The book raises interesting, big questions, in interesting ways. There are no easy answers. In most books about someone with a tragic childhood there is redemption, there is change. Wounds are healed, lessons are learned. But that doesn't happen in A Little Life (and probably doesn't happen much in real life, either).

I read more than half the book (and at 736 pages, half this book is more than most other books whole) with tears in my eyes. It is deeply sad, but not hard to read. I'm not sure how Yanagihara pulls it off, but she does. It is a moving, tragic, beautiful, compelling read.


Tuesday, December 8, 2015

#40: A confession


I feel so guilty. I'm not gonna do it.

I made a vow at the beginning of the year that in 2015 I would read two big books that I've been vowing to read for ages and ages:War and Peace and The Power Broker. But life got in the way.

I was all set to go for the summer. Had my books, the latest W&P translation, and a paperback copy of TPB (because in hard cover it weighs more than that cute guilty puppy over there). Had a quiet summer planned, not much work (not necessarily a good thing), and a comfortable hammock.

And then life got in the way. Work came rolling along, requiring massive hours glued to a computer. Company arrived, then more company arrived.

The work lasted into the fall, nearly until Thanksgiving. And then there was actually Thanksgiving! And after the holiday cleanup and goodbyes, this book came my way from the library:


City on Fire, by Garth Risk Hallberg, all 944 pages of it. How could I say no? It's one of the year's most talked-about novels, certainly the biggest debut novel of the year (maybe literally the biggest debut novel of all time?). And the library was offering it to me for two solid weeks. 

I said yes. And that used up my time until yesterday, when I finished it and brought it back.

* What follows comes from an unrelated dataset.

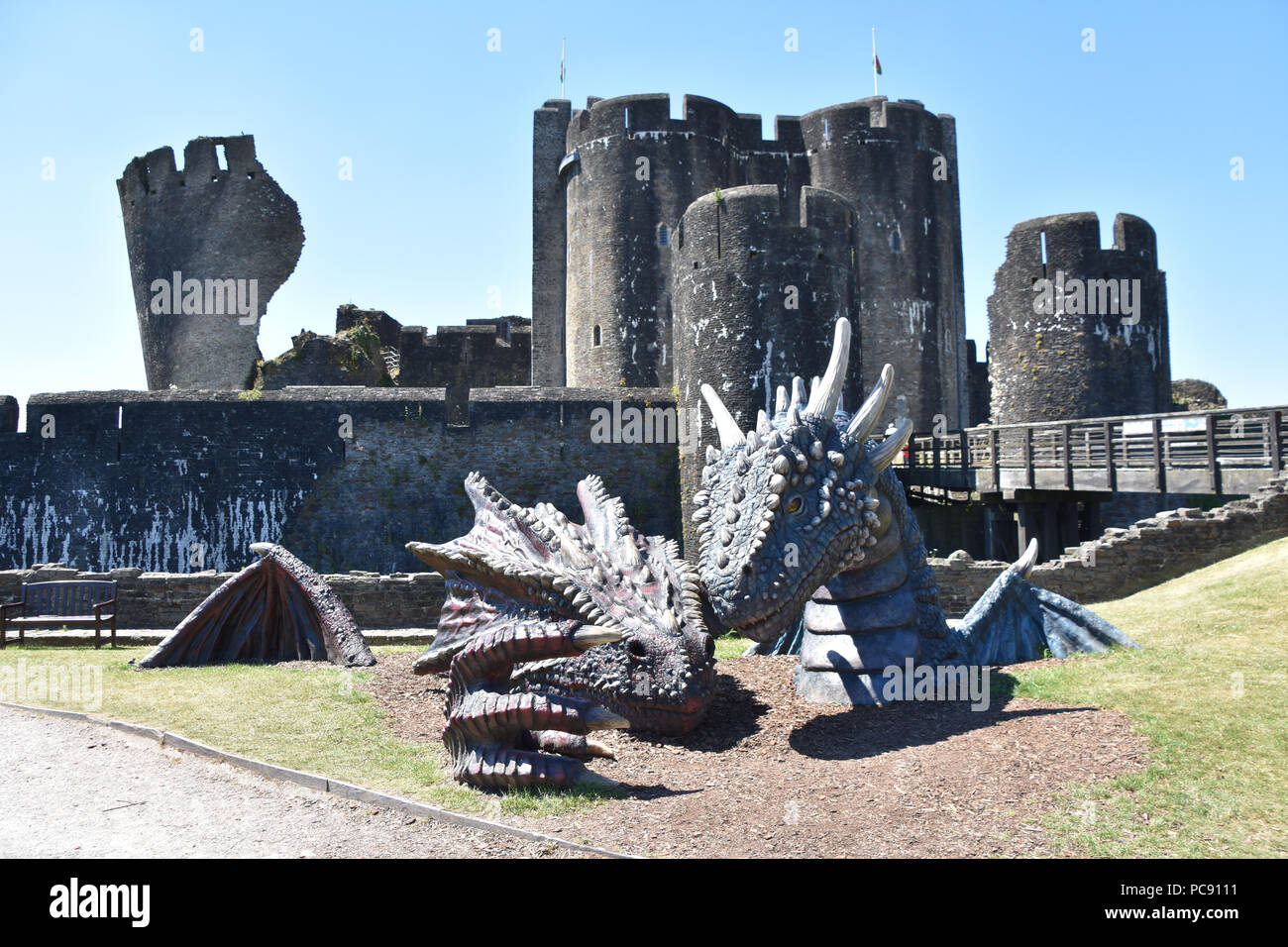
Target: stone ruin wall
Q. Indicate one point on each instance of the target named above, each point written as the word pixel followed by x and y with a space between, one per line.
pixel 133 479
pixel 1151 552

Which leaves me with 25 days left until the end of the year, which would, maybe, be enough to read one of those two giant tomes, but the library has done it to me again, with this doorstop, 720 pages long:


It's due back on the 18th, at while point I will have 13 days in which to read those two I promised to take on this year. Can I even do one of them? With Christmas Eve, Christmas, the birthday of the figlio minore, company, feasts to prepare, presents to wrap, cards to address, etc etc etc? Stay tuned and find out.

In the meantime, what did I think of the 944-page debut novel? Mixed, sadly. I love a big fat juicy book more than anything, and I also love books set in New York, especially the 1970s. And Hallberg does a great job of recreating that dark time, particularly impressive because he wasn't even alive then. He totally gets that shadowy decade, and what it meant to be young then -- the combination of electricity and optimism and scary end-days futility.

But the book has more than enough -- too much, in fact -- of everything. Too many characters, too much plot, too many story lines. It goes from being plenty to being too much somewhere around page 500, and when a new character gets introduced around page 700, I felt kind of like I felt after Thanksgiving dinner -- this is all really good but there's way too much of it.

The book centers around a mystery and unfortunately, the solution to the mystery lands incidentally, like a big who-cares, since there's been way too much information to absorb along the way. Most of the characters are well developed, although, like Dickens, to whom Hallberg has inevitably been compared, there's much more invested in plot than character. There is little warmth -- in the characters, the settings, the stories -- and absolutely no humor. This is a SERIOUS book. He's a skilled writer, perhaps a brilliant writer, but if I don't care -- if I can't wait to pick it up again and instead pick up a three-months-old issue of Vanity Fair -- then there's something very wrong, and 900 pages becomes a long, slow slog.

His writing is wonderful, but with better editing this could have been a better book. I have nothing against bigger and longer (Middlemarch, A Suitable Boy, and The Goldfinch are three of my all-time faves), but at 500 pages this would have been a work of genius instead of a 900-page near miss.